>o) What is your internal DOM - stree or dtm or both?
DTM has replaced STree in the most recently checked-in code.
> o) Where can in find some detailed documentation on it?
I think the javadoc and inline comments and existing code are most of what
we've got at the moment. We should probably write a principles-of-design
sketch.
Here's an _extremely_ brief overview, to give you some sense of how this is
intended to work:
The DTM Manager keeps track of the DTMs currently active, assigning each a
document ID number. Nodes are referred to by a "node handle" integer made
up of subfields specifying the particular DTM tree (document ID) and the
node's document-order location within that tree. To access the node, we ask
the DTMManager which DTM it's part of, then ask that DTM to retrieve the
desired data.
Node names are similarly referred to by integer index into tables, or more
often by a single "extended node type" integer that combines node type,
namespace (if applicable) and local name (if applicable). Stylesheets will
try to avoid comparing names as strings; when they start up they'll build a
mapping from extended types referenced in the stylesheet to extended types
used in this particular document and thereafter use the table to do those
comparisons. I believe we adapted extended types from XSLTC.
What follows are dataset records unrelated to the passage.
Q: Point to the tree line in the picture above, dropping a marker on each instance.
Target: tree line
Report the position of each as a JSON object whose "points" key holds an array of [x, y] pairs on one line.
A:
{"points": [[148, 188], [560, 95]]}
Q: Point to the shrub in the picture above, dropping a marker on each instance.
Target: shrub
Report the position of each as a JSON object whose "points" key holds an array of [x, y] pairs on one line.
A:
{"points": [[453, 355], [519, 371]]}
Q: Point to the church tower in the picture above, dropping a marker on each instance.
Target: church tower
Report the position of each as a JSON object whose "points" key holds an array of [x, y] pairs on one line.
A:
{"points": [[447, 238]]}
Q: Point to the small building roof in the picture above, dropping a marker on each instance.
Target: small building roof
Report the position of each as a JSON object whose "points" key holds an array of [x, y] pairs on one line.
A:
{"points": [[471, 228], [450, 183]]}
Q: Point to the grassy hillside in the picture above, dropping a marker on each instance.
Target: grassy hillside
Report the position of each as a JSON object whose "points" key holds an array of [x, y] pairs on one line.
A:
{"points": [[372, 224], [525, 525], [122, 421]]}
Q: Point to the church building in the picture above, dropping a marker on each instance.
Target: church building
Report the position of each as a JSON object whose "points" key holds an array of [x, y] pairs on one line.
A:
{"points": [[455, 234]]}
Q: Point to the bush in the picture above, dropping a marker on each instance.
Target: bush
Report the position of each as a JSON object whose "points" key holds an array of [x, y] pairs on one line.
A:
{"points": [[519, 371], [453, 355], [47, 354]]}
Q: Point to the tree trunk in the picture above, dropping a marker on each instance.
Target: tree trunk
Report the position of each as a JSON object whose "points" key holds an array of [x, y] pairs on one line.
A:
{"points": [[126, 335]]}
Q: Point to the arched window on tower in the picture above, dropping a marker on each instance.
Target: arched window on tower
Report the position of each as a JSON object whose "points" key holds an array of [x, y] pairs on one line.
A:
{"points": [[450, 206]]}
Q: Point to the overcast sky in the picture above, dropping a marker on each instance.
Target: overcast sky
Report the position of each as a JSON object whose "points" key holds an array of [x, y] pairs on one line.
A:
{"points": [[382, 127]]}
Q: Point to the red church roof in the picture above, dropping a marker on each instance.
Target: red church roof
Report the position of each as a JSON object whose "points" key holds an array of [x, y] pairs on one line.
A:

SAX2DTM's text content is stored in a packed char array, which the
underlying representations of nodes know how to index into. Text can be
retrieved as a String (requires creating an Object and copying data at that
time), or an XString (defers copying data), or in some cases can be pumped
directly out to a SAX handler when that's most efficient. This
FastStringBuffer approach was carried over from STree.
DOM2DTM, of course, leaves most of the document's content in its source
DOM, retrieving it as needed... though it does build DTM-level navigational
references and extended type information, for faster access.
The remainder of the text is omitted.